出闺阁记_作者:姚霁珊(718)

2019-01-06 姚霁珊

  裴恕笑道:“正是,我也要多谢你替我找了个好帮手。”

  二人相顾而笑,一时间皆未说话。

  暮春的风掠过穿堂,阳光细碎,几根小草在风中折腰,似发出欢愉的叹息。

  望着那芳草殷殷,陈滢蹙起了眉。

  就算挖出钱天降,这人如今也死了,且他若果真目击了杀人凶手,那么,在裴恕找到他的第一时间,真相便当揭晓,可看他此时神态,显然并非如此。

  陈滢猜测,钱天降的口供,只怕并未起到什么作用。

  果然,裴恕此时又道:“找到钱天降之后,我便派何廷正悄悄将他带进京城,又送他来了山东。这期间,我多次秘密审问于他,只他在深山中过了十多年,几与野人无异,岁数也大了,虽还不至于到老糊涂的地步,记性却非常地差,我问了这些日子,也知查知他当年逃跑的详情,也就是最开始时我告诉你的那些。至于别的,却是没有了。”

  他长叹一声,仰望头顶,健硕的胸膛剧烈地起伏了一下,似欲压下满腔愤懑。

  他觉得窝囊透了。

  好容易将钱天降找来,又大费周章地送他来山东,本是为了避开藏在京城的元凶,且山东这里他人手更足,更易腾挪。

  可是,钱天降却死了。

  此人是裴恕手头唯一的线索,一旦断裂,便再难接续。

  而更叫人郁结的是,钱天降的死,怎么看都像是意外。

  第514章 醉酒坠亡?

  “钱天降的失踪和死亡,又是怎么回事?”陈滢的声音响了起来。

  一闻这清淡声线,裴恕堵得严严实实的胸臆,骤然一舒。

  他缓下面色,语声亦有了几分清润酒意:

  “钱天降很是贪杯。此前他住在深山,一年到头儿也喝不上几口酒,倒也还好。自被我接来后,每每我审问他时,他便定要讨上几杯酒喝。我先是不允,可后来却发觉,喝过酒后,他倒像是比往常更清楚些,有时候也能说些当年战场之事,于是我便默许他饮酒,他屋中也时常备着酒。”

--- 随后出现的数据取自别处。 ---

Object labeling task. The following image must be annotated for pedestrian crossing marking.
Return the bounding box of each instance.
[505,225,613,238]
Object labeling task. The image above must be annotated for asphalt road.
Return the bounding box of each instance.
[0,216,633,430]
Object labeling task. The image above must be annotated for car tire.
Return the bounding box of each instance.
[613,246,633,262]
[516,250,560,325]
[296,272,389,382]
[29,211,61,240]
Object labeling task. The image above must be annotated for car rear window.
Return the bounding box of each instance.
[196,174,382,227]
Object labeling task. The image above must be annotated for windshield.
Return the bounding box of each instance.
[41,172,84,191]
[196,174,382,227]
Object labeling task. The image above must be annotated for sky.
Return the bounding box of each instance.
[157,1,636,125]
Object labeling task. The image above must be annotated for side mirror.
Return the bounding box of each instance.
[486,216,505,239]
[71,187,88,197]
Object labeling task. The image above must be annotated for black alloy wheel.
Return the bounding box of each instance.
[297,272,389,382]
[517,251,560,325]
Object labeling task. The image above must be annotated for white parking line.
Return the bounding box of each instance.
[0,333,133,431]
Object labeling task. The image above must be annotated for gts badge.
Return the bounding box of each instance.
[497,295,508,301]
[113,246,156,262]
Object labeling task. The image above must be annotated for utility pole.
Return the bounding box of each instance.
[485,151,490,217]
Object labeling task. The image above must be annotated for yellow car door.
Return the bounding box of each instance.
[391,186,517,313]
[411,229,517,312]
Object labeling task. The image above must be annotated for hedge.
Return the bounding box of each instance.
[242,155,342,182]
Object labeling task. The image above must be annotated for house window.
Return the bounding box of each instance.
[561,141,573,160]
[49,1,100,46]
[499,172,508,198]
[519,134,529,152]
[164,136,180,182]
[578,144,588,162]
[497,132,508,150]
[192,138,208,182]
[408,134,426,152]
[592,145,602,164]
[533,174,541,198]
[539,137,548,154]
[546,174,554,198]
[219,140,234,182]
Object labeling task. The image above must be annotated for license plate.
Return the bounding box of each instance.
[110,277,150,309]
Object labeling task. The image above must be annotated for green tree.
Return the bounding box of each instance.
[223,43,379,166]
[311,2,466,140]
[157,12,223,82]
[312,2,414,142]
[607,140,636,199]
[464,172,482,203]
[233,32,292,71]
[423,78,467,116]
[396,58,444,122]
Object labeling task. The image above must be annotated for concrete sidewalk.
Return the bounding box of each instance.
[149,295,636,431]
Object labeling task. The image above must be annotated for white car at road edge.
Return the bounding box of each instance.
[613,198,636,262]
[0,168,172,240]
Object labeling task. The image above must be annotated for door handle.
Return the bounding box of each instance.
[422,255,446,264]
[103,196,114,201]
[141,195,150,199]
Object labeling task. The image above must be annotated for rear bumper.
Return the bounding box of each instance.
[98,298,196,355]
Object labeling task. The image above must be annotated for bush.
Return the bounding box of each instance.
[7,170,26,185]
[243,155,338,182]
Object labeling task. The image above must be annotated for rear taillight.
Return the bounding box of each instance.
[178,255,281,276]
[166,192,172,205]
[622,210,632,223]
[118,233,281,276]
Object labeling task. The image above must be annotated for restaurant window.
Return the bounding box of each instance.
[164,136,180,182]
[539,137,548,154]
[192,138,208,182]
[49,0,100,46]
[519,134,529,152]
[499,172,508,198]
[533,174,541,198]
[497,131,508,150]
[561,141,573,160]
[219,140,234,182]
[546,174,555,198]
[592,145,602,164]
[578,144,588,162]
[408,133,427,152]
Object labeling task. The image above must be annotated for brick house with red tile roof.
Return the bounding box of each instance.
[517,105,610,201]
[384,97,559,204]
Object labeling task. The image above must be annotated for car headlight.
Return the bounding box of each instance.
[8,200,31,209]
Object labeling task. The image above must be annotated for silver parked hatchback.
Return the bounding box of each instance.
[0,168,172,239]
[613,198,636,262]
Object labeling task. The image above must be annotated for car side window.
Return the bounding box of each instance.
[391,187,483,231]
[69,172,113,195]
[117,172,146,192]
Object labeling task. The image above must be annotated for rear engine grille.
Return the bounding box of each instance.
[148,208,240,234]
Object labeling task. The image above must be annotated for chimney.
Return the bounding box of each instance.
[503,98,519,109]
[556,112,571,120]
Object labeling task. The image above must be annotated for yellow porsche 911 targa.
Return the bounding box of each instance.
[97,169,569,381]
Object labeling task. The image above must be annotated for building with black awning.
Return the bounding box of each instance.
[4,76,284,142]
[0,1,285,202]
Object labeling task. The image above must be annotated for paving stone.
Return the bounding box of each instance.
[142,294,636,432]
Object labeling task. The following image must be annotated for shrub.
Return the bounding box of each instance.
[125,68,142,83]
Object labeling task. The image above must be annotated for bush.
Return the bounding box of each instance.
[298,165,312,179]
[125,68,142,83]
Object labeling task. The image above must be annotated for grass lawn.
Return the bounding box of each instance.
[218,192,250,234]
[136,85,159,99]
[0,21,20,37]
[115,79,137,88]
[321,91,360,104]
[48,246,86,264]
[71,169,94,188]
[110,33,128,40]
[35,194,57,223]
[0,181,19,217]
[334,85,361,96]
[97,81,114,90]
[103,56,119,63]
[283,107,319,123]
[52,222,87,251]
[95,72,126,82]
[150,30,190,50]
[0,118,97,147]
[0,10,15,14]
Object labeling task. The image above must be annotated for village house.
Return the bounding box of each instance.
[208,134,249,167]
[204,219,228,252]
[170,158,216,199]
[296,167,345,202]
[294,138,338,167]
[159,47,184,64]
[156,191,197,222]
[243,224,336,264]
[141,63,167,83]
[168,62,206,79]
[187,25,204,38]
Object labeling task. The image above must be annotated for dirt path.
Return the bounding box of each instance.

  他摇摇头,似有些无奈,面色却变得阴沉:“今日我去接你时,何廷正忽然来报,说钱天降不见了,我忙着回来找,结果却在一口枯井里找到了他的尸首。过后便有巡夜的更夫报说,昨儿半夜,他瞧着老钱摇摇晃晃地往净房走,一身的酒味儿。因那枯井便在净房不远处,且捞出来的尸身上也无太多伤痕,想来是他醉酒不辨路,失足掉进井里,摔断了脖子。”

  语至末梢,他的神情终是黯淡了下去,搁在案上的手紧握成拳。

  陈滢默坐片刻,站起身来,伸指向案上敲几下:“走罢,去瞧瞧去。”

  裴恕猛地抬头。

  虽她不曾明言,可他却立时听懂了她的话,身体也做出了反应,快速起身道:“老钱的尸首暂且收在我院子里。”

  陈滢点了点头,行出两步,忽又回首:“老常没在么?”

  “他留在京城了。”裴恕抬手按了按额角,状甚疲倦:“来山东前,曹子廉说是有案子要老常帮忙,硬要我把人留下。”

  他肃下容颜,迈开长腿向前,面色沉冷:“这些官痞子最是难缠,我也不好与他们闹得太僵,是以答应了他。”

  言至此,低叹一声:“早知今日,我便把人带来了。”

  虽然人死不能复生,但有老常这个老仵作在,至少由他验明死因,也能让事情得以明晰。

  陈滢敛眸不语,心中想的却是,怪道裴恕去而复返,可能他自己还未意识到,对于此案,他其实是存疑的,否则也不会请她来帮忙。

  “济南府也有仵作,只我信不过这里的人。且老钱其人,我也不希望教旁人知晓。”裴恕又道,低沉的语声,有着十二月寒冬的冷意。

  “这是当然的。”陈滢道。

  钱天降乃是一支奇兵,知情者自是越少越好,而山东却是康王老巢,很难说是否还藏着钉子,小心些总不为过。

  “除了从井中将尸首捞出来外,尸首并没有做其他搬动。”裴恕此时又道,似在向陈滢汇报案情:“那枯井左近我也叫人拿绳子拦住了,钱天降的住处也已封存,几名证人分开看押,又派了一小队亲兵守紧门户。”

  言至此处,他转眸看向陈滢,高大的身体微倾着,语声低柔,几乎不像发自他口中:“阿滢,我这样处置,你看可好?”